4. Originally Posted by HallsofIvy
?? Just having a positive cut and a negative cut doesn't necessarily give us anything! If we have a positive cut, x, and a negative cut, y, then adding the two, which is what you appear to be doing, does not necessarily give a negative cut. But if we have a positive cut, x, and negative cut, y, and |y|> x, then x+ y is a negative cut. As for writing it as -(x)(-y), I suspect that was because they define the sum of two positive cuts first and wanted to write the general case in terms of that.

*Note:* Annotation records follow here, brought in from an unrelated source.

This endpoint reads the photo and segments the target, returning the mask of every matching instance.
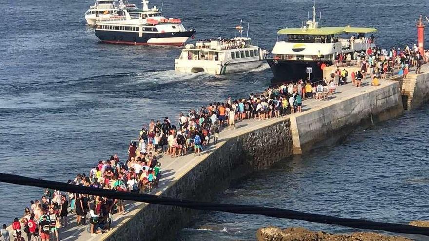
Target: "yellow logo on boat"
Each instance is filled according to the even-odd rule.
[[[300,52],[305,49],[305,44],[303,43],[297,43],[292,46],[292,51],[294,52]]]

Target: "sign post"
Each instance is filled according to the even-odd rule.
[[[310,73],[312,73],[312,67],[307,67],[307,73],[308,73],[309,74],[309,77],[308,77],[308,81],[310,80]]]

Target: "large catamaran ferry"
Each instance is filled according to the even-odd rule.
[[[194,29],[187,30],[179,19],[167,19],[154,6],[143,0],[142,11],[130,13],[118,10],[108,19],[97,22],[95,34],[102,41],[131,45],[182,46],[194,37]]]
[[[132,12],[138,11],[138,8],[127,0],[96,0],[85,12],[85,19],[88,25],[94,26],[98,20],[110,18],[118,10]]]
[[[241,36],[241,21],[235,28],[240,32],[240,37],[197,41],[195,45],[187,44],[175,60],[176,70],[221,75],[260,66],[265,61],[266,53],[252,44],[248,37],[249,25],[246,37]]]
[[[319,16],[320,18],[320,16]],[[320,19],[319,19],[320,21]],[[273,82],[312,82],[323,79],[322,69],[335,63],[339,54],[366,50],[375,46],[373,39],[365,34],[375,28],[346,27],[320,27],[316,21],[315,3],[313,19],[300,28],[285,28],[278,32],[277,40],[267,62],[274,74]],[[357,34],[342,38],[346,34]]]

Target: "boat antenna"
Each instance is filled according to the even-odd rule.
[[[243,33],[243,27],[241,26],[241,24],[243,23],[243,20],[240,20],[240,25],[235,27],[235,29],[238,30],[238,32],[240,32],[240,37],[241,37],[241,34]],[[248,27],[248,31],[249,31],[249,27]]]
[[[148,0],[141,0],[141,10],[142,11],[149,11],[149,8],[148,7],[148,3],[149,1]]]

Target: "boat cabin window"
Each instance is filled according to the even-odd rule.
[[[185,58],[185,56],[186,56],[186,54],[187,54],[187,58],[188,60],[198,60],[200,59],[199,56],[199,51],[195,51],[195,50],[191,50],[189,51],[186,51],[184,52],[184,53],[187,53],[187,54],[184,54],[183,56],[183,59]],[[201,54],[202,56],[203,56],[203,54]]]

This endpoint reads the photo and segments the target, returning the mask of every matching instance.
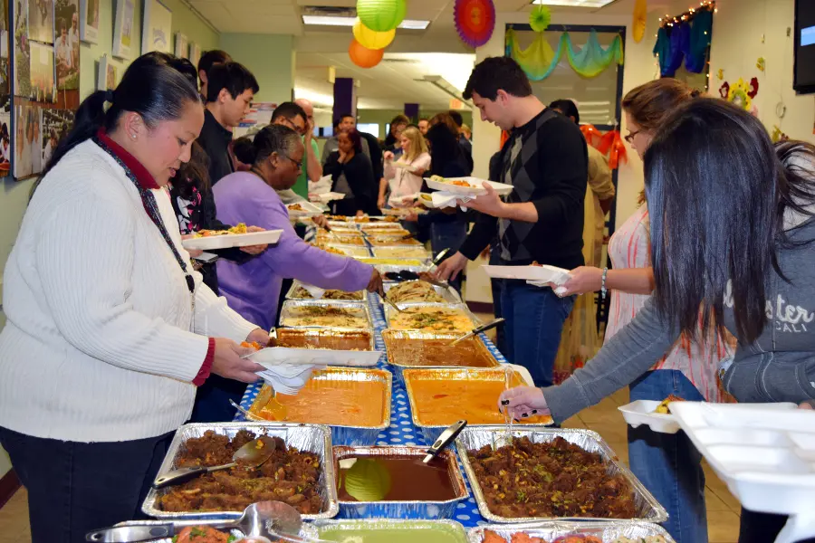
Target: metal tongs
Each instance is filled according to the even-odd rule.
[[[438,436],[438,439],[436,440],[436,443],[427,449],[427,455],[425,456],[425,459],[422,461],[424,463],[429,462],[431,460],[438,456],[439,452],[441,452],[445,447],[453,443],[453,440],[458,437],[458,434],[461,433],[461,431],[465,429],[467,425],[467,421],[461,420],[457,423],[454,423],[452,425],[448,426],[446,430],[442,432],[441,435]]]
[[[453,347],[456,343],[464,341],[465,339],[468,339],[474,336],[477,336],[481,332],[484,332],[486,330],[491,330],[494,328],[495,328],[496,326],[498,326],[499,324],[503,324],[503,321],[504,321],[504,319],[502,319],[501,317],[499,317],[498,319],[496,319],[494,320],[491,320],[490,322],[487,322],[486,324],[482,324],[478,328],[473,329],[471,331],[467,332],[466,334],[465,334],[458,339],[454,339],[453,341],[451,341],[450,343],[447,344],[447,347]]]

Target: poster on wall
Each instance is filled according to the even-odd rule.
[[[119,81],[117,79],[118,70],[116,64],[108,58],[108,55],[102,55],[102,58],[99,59],[99,73],[97,73],[96,79],[96,90],[113,90],[116,89],[116,83]]]
[[[36,101],[56,101],[53,76],[53,45],[31,43],[31,98]]]
[[[28,0],[28,38],[53,43],[53,0]]]
[[[68,135],[73,123],[72,110],[43,108],[43,167],[44,168],[60,140]]]
[[[31,96],[31,50],[28,41],[28,0],[14,2],[14,95]]]
[[[158,0],[144,1],[144,23],[141,32],[141,54],[151,51],[172,53],[170,39],[173,12]]]
[[[189,43],[189,62],[196,69],[198,68],[198,61],[201,60],[201,47],[195,42]]]
[[[11,97],[7,96],[0,105],[0,177],[11,175]]]
[[[14,100],[14,177],[24,179],[31,176],[31,148],[34,138],[34,109],[27,100]]]
[[[80,39],[89,43],[99,42],[100,0],[80,0]]]
[[[176,33],[176,56],[179,59],[189,58],[189,42],[180,32]]]
[[[56,0],[54,25],[56,38],[57,89],[79,89],[79,2]]]
[[[116,0],[113,21],[113,56],[129,59],[133,47],[133,26],[136,13],[134,0]]]

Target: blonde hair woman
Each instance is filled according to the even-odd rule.
[[[394,162],[393,153],[385,152],[385,178],[379,183],[379,208],[385,207],[385,193],[390,187],[391,207],[405,207],[422,189],[422,176],[430,168],[430,153],[425,137],[416,127],[408,127],[399,138],[402,156]]]

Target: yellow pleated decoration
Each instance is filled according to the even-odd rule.
[[[637,0],[634,5],[634,20],[631,23],[634,41],[639,43],[645,36],[646,22],[648,18],[647,0]]]
[[[396,28],[377,32],[365,26],[359,19],[354,24],[354,39],[360,43],[360,45],[368,49],[385,49],[390,45],[395,36]]]

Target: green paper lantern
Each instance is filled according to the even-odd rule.
[[[529,14],[529,25],[535,32],[543,32],[551,23],[551,12],[548,5],[539,5],[532,8]]]
[[[405,18],[405,0],[358,0],[357,16],[374,32],[393,30]]]

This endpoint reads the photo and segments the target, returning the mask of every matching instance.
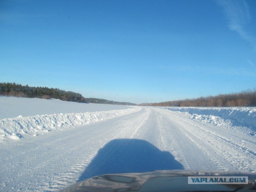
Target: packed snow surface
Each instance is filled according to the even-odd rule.
[[[94,106],[0,119],[0,191],[56,191],[107,173],[256,172],[254,108]]]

I am not adding them. I am multiplying them. If $x = A|B$ and $y= C|D$ are non-negative cuts, then their product is $x \cdot y = E|F$ where $E = \{ r \in \mathbb{Q}: r \leq 0 \ \text{or} \ \exists a \in A, \ \text{such that} \ a>0, c>0, \ \text{and} \ r= ac \}$ and $F = \{\text{rest of} \ \mathbb{Q} \}$. If we multiply a positive cut by a negative cut, we get a negative cut. But why is this represented as $-(x \cdot (-y))$? Because this "looks" positive (e.g. a negative multiplied by a negative is a positive).

5. Originally Posted by Sampras
If we multiply a positive cut by a negative cut, we get a negative cut. But why is this represented as $-(x \cdot (-y))$? Because this "looks" positive (e.g. a negative multiplied by a negative is a positive).
Don't forget that y is a negative cut, so –y is a positive cut, as is x.(–y). Then –(x.(–y)) is negative. If you think of y as having a minus sign built into it, we have altogether three minuses, which make a minus!